I was able to practice my talk moves to some degree, but this artificial scenario was less than ideal. I wish I had a video of the lesson so I could target exactly which questions I asked. In the explore phase of the lesson my questions were generally met with speculation about student strategies, not answers as students might give them. That was great for us all to think through the task together, but it interrupted the flow of responses you'd expect with talk moves in a more typical classroom scenario.

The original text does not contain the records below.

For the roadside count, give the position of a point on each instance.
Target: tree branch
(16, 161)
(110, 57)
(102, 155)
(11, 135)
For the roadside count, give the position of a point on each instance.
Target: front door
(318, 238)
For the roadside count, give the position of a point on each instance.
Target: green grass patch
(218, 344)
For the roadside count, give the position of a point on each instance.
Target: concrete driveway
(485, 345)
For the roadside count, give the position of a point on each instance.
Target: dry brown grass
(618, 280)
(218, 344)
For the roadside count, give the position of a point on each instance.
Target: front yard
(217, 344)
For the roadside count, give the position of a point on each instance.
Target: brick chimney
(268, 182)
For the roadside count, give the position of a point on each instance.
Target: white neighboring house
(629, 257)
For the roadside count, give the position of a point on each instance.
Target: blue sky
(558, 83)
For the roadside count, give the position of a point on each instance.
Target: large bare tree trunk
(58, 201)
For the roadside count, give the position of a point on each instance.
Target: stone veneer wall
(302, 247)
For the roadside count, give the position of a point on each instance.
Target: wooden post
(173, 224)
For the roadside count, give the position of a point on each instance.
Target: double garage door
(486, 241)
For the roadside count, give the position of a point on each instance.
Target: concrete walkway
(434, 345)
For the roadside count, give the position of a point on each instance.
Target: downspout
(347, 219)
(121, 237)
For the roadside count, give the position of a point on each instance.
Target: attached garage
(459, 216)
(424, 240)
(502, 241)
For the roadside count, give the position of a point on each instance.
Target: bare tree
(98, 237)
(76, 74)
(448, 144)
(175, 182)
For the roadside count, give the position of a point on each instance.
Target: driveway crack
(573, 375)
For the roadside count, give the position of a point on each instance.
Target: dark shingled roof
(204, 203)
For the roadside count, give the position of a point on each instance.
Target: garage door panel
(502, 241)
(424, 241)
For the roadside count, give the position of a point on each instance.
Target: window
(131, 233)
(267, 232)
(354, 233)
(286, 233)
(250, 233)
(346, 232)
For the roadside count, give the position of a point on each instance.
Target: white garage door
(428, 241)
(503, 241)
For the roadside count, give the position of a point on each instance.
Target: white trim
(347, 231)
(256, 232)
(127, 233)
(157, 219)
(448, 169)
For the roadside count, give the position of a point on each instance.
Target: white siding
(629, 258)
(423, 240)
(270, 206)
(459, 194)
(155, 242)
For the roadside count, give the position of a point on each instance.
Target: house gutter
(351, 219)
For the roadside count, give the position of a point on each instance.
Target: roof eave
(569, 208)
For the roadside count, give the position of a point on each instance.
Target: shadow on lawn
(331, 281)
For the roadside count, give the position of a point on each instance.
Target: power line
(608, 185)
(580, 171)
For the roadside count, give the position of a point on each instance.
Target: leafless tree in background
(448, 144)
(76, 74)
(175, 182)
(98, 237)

The discussion in the summarize phase was pretty good. Not only did we compare strategies and connect ideas in the way I anticipated, there was a welcome amount of analysis of the task itself and the different layers of ambiguity in how the data was presented. For example, we don't know if the jumps all represent different jumpers, or if the jumps represent jumps in one vs. multiple competitions. We generally agreed that some amount of ambiguity would be good when using this task in a classroom, particularly to hit the "make sense of problems" part of SMP #1.

### Math "Self Check"

As part of the reflection I collected data in the form of a "self-check," created in the style of "practical measures" that we've used in our research projects. In hindsight, this data doesn't focus much on my choice of teaching practice (facilitating meaningful discourse), but I like the idea of asking students for feedback that go beyond mastery of content. Here are the questions I had "students" (ASAS Institute participants) answer using Google Forms:

1. Today in math class, I felt... (check all that apply):

☐ Excited
☐ Confused
☐ Confident
☐ Like a mathematician
☐ Bored
☐ None of the above

2. Today I... (check all that apply):

☐ Persisted to make sense of a problem and solved it
☐ Reasoned with something complex by using numbers and symbols
☐ Constructed an argument and/or critiqued the reasoning of a classmate
☐ Described or predicted something about the world using math
☐ Made thoughtful choices about tools to help me solve a problem
☐ Was precise in my work and in how I described it to others
☐ Figured something out based on a pattern or structure
☐ Generalized a solution strategy after thinking about multiple examples

3. What we did or learned about in class today is useful.

• Yes
• No
• Not sure

4. What we did or learned about in class today... (check all that apply):

☐ Matters to me
☐ Matters to the class
☐ Matters to the community
☐ None of the above

5. Talking about our ideas today helped me improve my thinking.

• Yes
• No
• Not sure

6. On the scale below, what best describes how you learned today?

• 1 The teacher told us everything we needed to learn
• 2
• 3
• 4
• 5 We figured most things out on our own that we needed to learn

7. What other thoughts do you have about today? (optional)

The responses are a bit difficult to interpret because I'm not sure how many participants responded as teachers versus the students they were sort-of-pretending to be. The results seem mostly positive, and I agree with the very last comment: While the task had reach across many grade levels, first grade was too much of a stretch.

References
Schwartz, D. L., & Martin, T. (2004). Inventing to prepare for future learning: The hidden efficiency of encouraging original student production in statistics instruction. Cognition and Instruction, 22(2), 129–184. http://doi.org/10.1207/s1532690xci2202_1

Smith, M. S., & Stein, M. K. (1998). Reflections on practice: Selecting and creating mathematical tasks: From research to practice. Mathematics Teaching in the Middle School, 3(5), 344–350.